Cuando la estructura metálica del Puente de Vizcaya, más conocido como el Puente Colgante, queda a nuestra vista es difícil no pensar en una novela de Julio Verne. Esta maravilla es uno de los poquísimos puentes transbordadores que quedan en el mundo, y harás bien en subirte a su plataforma para sobrevolar, casi mágicamente, las aguas del Nervión.
Aguas que, por cierto, han sido surcadas por incontables navíos, desde los mercantes que iban a Londres o llegaban de Amberes, hasta los primeros acorazados que el mundo tuvo ocasión de ver. En Portugalete se refugiaron, además, personajes tan dudosos como el holandés Adrian Adriansen, cuyo navío, fondeado aquí hacia 1673, tenía toda la pinta de ser un barco pirata de primer orden.

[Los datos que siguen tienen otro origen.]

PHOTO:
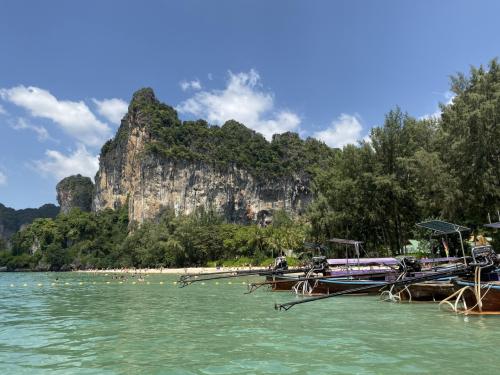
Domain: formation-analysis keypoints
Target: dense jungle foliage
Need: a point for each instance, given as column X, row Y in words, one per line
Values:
column 409, row 170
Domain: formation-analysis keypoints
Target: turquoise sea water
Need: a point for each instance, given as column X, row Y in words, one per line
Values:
column 80, row 327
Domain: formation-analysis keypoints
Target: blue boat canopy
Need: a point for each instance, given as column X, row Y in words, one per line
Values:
column 442, row 227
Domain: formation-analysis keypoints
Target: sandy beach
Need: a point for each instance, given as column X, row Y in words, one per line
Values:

Pero ahora que has llegado a la otra orilla y puesto los pies sobre la tierra, vamos a saltar un par de siglos adelante. A finales del XIX, los bilbaínos que habían conseguido enriquecerse se dieron cuenta de que vivir en esta zona, con sus aires marinos y sus increíbles vistas del Cantábrico, resultaba un poco más agradable que hacerlo en mitad del barullo obrero y respirando humo en el centro de la ciudad.

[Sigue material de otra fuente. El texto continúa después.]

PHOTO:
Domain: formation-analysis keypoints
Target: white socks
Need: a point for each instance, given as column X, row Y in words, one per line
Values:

Así que unos ricos copiaron a otros, Las Arenas se puso de moda y pronto esta orilla del mar fue salpicada por casas señoriales y frecuentada por caballeros de cuello almidonado y damas abotonadas hasta la barbilla. Era la Belle Époque, y Getxo competía con San Sebastián, Deauville y Biarritz en sofisticación, pijerío y glamour veraniegos.
Notarás todo eso mientras subes hacia Neguri y compruebas, además, cómo las casas y las fincas van siendo más y más ostentosas cuanta más altura alcanzas. Y es que los potentados bilbaínos siguieron construyendo en la zona y rodeándose de cosas como las estatuas que flanquean la cuesta, a modo de farolas entre el modernismo y el art decó.

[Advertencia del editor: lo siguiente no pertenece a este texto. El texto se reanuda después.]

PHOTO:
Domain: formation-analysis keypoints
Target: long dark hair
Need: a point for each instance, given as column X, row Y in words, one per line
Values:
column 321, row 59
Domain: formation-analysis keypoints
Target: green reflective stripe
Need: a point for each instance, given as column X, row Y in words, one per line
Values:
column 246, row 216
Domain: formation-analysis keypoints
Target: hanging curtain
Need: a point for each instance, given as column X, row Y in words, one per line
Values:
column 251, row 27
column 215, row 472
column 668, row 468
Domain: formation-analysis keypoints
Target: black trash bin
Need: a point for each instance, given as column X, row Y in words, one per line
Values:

Finalmente, llegarás a Neguri. Esa es una palabra creada para la ocasión por el filólogo Resurrección María de Azkue, y quiere decir «residencia de invierno», lo cual significa, a su vez, que a los ricachones ya no les llegaba con vivir bien en verano. También querían pasar aquí los meses de frío, así que hicieron más mansiones, más jardines y más villas de aire británico que inundaron todo de lujo y poderío.
A día de hoy, esas residencias han quedado escondidas entre casas más modestas traídas por otros tiempos y otras especulaciones urbanísticas. Tendrás que ir descubriéndolas una por una, salvo que prefieras seguir camino del mar dejando atrás el viejo molino convertido en restaurante.
Así te plantarás en el Fuerte de La Galea, una construcción militar que se colocó a la entrada de la ría para tener a tiro a cualquiera que se pasase de listo. Se levantó en 1742, cuando la guerra contra los ingleses tenía entretenida a toda esta zona de la costa, y el ángulo de disparo que le proporcionaba su posición estratégica fue, al parecer, muy útil para disuadir a los barcos enemigos.
Pero el fuerte acabó quedando obsoleto frente a nuevas armas marinas como los monitores, unos pequeños barcos blindados que resultaban muy efectivos a pesar de su aspecto de latas de atún con cañón. Ya ves: también en cuestiones de guerra había que estar a la moda.